For every file with an entry in the fd array, the array index is the file descriptor. Usually, the first element (index 0) of the array is associated with the standard input of the process, the second with the standard output, and the third with the standard error (see Figure 12-3). Unix processes use the file descriptor as the main file identifier. Notice that, thanks to the dup( ) , dup2( ) , and fcntl( ) system calls, two file descriptors may refer to the same opened file that is, two elements of the array could point to the same file object. Users see this all the time when they use shell constructs such as 2>&1 to redirect the standard error to the standard output.
Filesystem Handling
Like every traditional Unix system, Linux makes use of a system’s root filesystem: it is the filesystem that is directly mounted by the kernel during the booting phase and that holds the system initialization scripts and the most essential system programs.

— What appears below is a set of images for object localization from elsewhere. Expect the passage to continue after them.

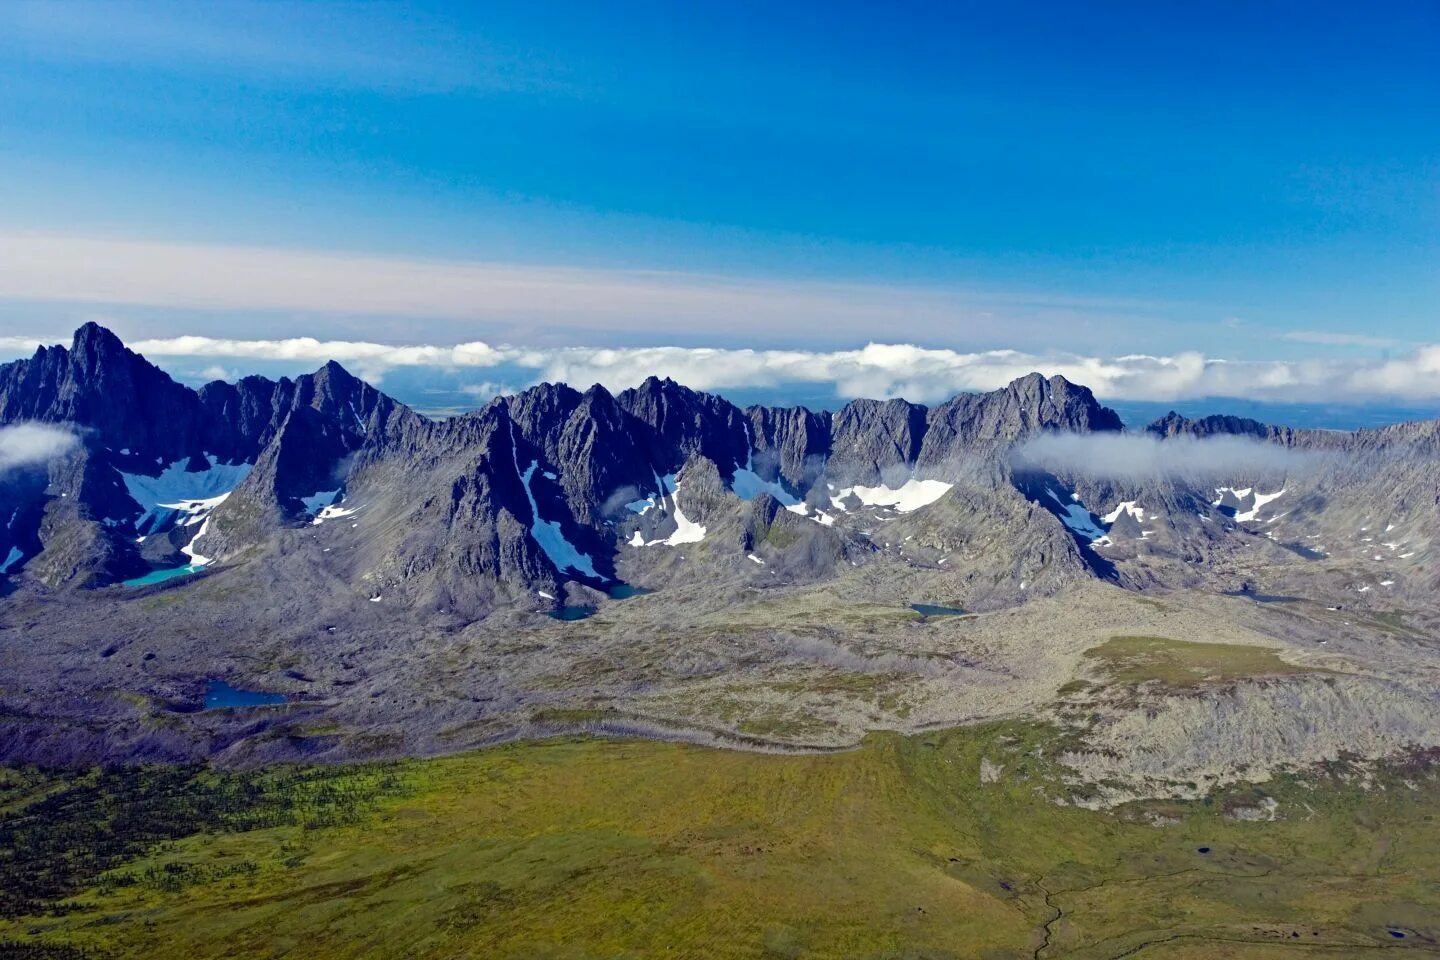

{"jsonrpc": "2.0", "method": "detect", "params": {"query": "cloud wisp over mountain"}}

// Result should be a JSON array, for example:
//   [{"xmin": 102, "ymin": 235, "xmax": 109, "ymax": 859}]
[
  {"xmin": 1011, "ymin": 432, "xmax": 1318, "ymax": 481},
  {"xmin": 5, "ymin": 332, "xmax": 1438, "ymax": 408},
  {"xmin": 0, "ymin": 423, "xmax": 81, "ymax": 473}
]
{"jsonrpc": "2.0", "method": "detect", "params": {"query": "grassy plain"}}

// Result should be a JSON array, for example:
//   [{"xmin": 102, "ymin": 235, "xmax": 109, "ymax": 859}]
[
  {"xmin": 2, "ymin": 719, "xmax": 1438, "ymax": 959},
  {"xmin": 1083, "ymin": 636, "xmax": 1321, "ymax": 689}
]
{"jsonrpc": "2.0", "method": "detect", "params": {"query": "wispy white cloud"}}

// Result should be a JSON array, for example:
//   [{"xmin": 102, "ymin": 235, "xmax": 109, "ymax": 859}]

Other filesystems can be mounted either by the initialization scripts or directly by the users on directories of already mounted filesystems. Being a tree of directories, every filesystem has its own root directory. The directory on which a filesystem is mounted is called the mount point. A mounted filesystem is a child of the mounted filesystem to which the mount point directory belongs. For instance, the /proc virtual filesystem is a child of the system’s root filesystem (and the system’s root filesystem is the parent of /proc). The root directory of a mounted filesystem hides the content of the mount point directory of the parent filesystem, as well as the whole subtree of the parent filesystem below the mount point. The root directory of a filesystem can be different from the root directory of a process.